Underlying Price% From SpotP&L at Expiration
$0.01-100.0%+$23,779.00
$58.99-77.9%+$17,880.90
$117.97-55.8%+$11,982.80
$176.95-33.7%+$6,084.70
$235.93-11.6%+$186.60
$294.92+10.6%-$228.50
$353.90+32.7%+$5,669.60
$412.88+54.8%+$11,567.70
$471.86+76.9%+$17,465.80
$530.84+99.0%+$23,363.90

When traders use strangle on CEG

Strangles on CEG are the cheaper cousin of the straddle - traders use them when they want a large directional move but are willing to give up the inner-strike sensitivity in exchange for a lower up-front debit on the CEG chain.

CEG thesis for this strangle

The market-implied 1-standard-deviation range for CEG extends from approximately $230.76 on the downside to $302.76 on the upside. A CEG long strangle is the OTM cousin of the straddle: lower up-front cost but the underlying has to travel further past either OTM strike before the position turns profitable at expiration. Current CEG IV rank near 36.22% is mid-range against its 1-year distribution, so the IV signal is neutral; the strangle thesis on CEG should anchor more to the directional view and the expected-move geometry.

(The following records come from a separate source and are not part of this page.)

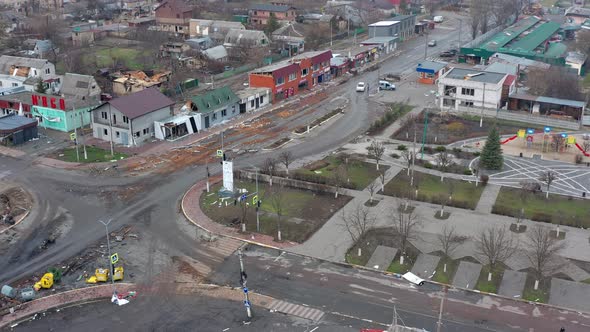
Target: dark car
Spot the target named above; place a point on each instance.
(448, 54)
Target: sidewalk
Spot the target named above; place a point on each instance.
(192, 211)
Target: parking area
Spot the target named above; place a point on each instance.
(571, 179)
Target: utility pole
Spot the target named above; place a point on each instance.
(424, 134)
(483, 101)
(106, 228)
(243, 280)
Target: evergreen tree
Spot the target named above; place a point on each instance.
(491, 155)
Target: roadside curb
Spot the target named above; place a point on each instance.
(79, 295)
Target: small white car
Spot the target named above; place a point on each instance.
(361, 87)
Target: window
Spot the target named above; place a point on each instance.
(467, 92)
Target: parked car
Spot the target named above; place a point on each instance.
(384, 85)
(361, 87)
(448, 54)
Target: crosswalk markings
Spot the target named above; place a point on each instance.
(296, 310)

As a Utilities name, CEG options can move on sector-level news flow (peer earnings, regulatory updates, industry-specific macro data) in addition to CEG-specific events.

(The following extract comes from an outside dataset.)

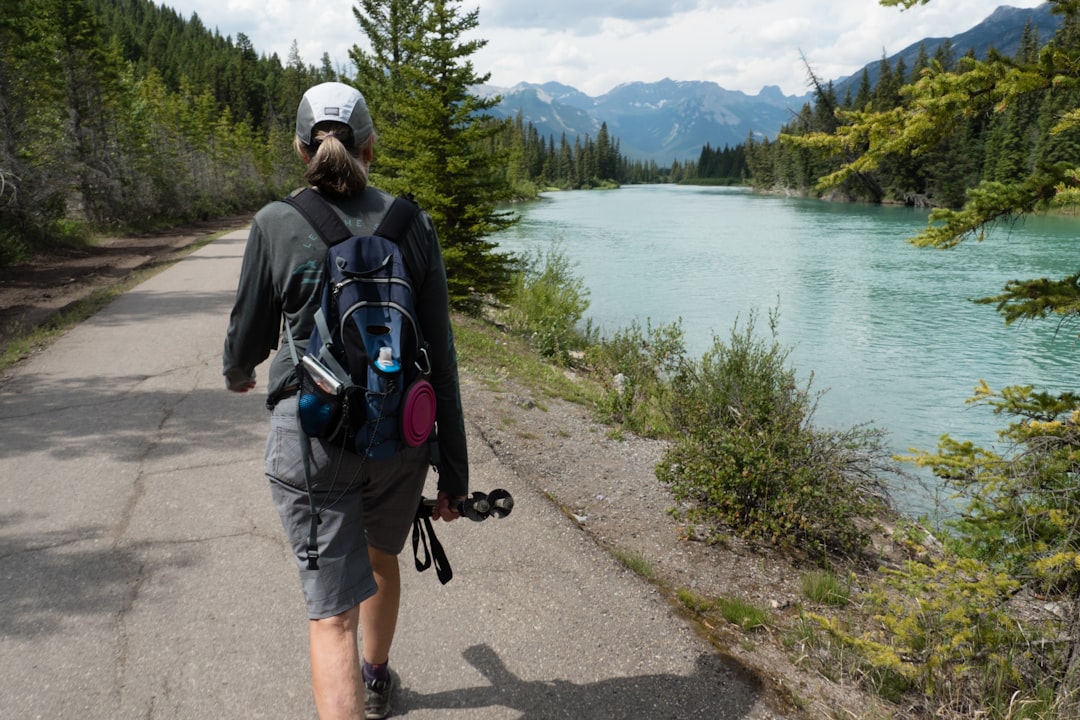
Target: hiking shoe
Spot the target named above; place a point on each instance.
(377, 696)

CEG strangle positions are structurally neutral / high-volatility (long premium, OTM); the modeled P&L assumes European-style exercise at expiration and ignores early assignment, transaction costs, dividends paid before expiry on the stock leg (when present), and the bid-ask spread on the listed chain. CEG positions also carry Utilities sector concentration risk; news flow inside the sector (peer earnings, regulatory shifts, supply-chain headlines) can move CEG alongside the broader basket even when CEG-specific fundamentals are unchanged. Always rebuild the position from current CEG chain quotes before placing a trade.

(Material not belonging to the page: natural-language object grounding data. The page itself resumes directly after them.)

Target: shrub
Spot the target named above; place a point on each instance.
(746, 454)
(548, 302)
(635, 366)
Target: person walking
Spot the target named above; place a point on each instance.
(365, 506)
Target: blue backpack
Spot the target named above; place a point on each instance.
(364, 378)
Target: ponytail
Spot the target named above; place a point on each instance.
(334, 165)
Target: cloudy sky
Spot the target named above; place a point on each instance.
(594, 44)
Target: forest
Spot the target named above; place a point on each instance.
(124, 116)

Frequently asked questions

What is a strangle on CEG?
A strangle on CEG is the strangle strategy applied to CEG (stock). The strategy is structurally neutral / high-volatility (long premium, OTM): A long strangle buys an OTM call and an OTM put at offset strikes, cheaper than a straddle but requiring a larger underlying move to profit since both wings start out-of-the-money. With CEG stock trading near $266.76, the strikes shown on this page are snapped to the nearest listed CEG chain strike and the premiums come straight from the end-of-day bid/ask midpoint.
How are CEG strangle max profit and max loss calculated?
Upside max profit is unbounded; downside max profit is bounded at the put strike minus the combined debit (reached at zero). Max loss equals the combined debit times 100 (reached anywhere between the two OTM strikes). Two breakevens at call-strike plus debit and put-strike minus debit. For the CEG strangle priced from the end-of-day chain at a 30-day expiry (ATM IV 47.07%), the computed maximum profit is unbounded per contract and the computed maximum loss is -$1,720.00 per contract. Live intraday quotes will differ as the chain moves through the trading session.
What is the breakeven for a CEG strangle?
The breakeven for the CEG strangle priced on this page is roughly $237.80 and $297.20 at expiration, derived from end-of-day chain premiums. Breakeven is the underlying price at which the strategy's P&L crosses zero ignoring transaction costs and assignment risk. The current CEG market-implied 1-standard-deviation expected move is approximately 13.50%; if the move sits well outside the breakeven distance, the structure's risk-reward becomes correspondingly tighter.
When should you consider a strangle on CEG?
Strangles on CEG are the cheaper cousin of the straddle - traders use them when they want a large directional move but are willing to give up the inner-strike sensitivity in exchange for a lower up-front debit on the CEG chain.
How does current CEG implied volatility affect this strangle?
CEG ATM IV is at 47.07% with IV rank near 36.22%, which is mid-range against its 1-year history. Strategy selection depends more on directional thesis and expected move than on a strong IV signal.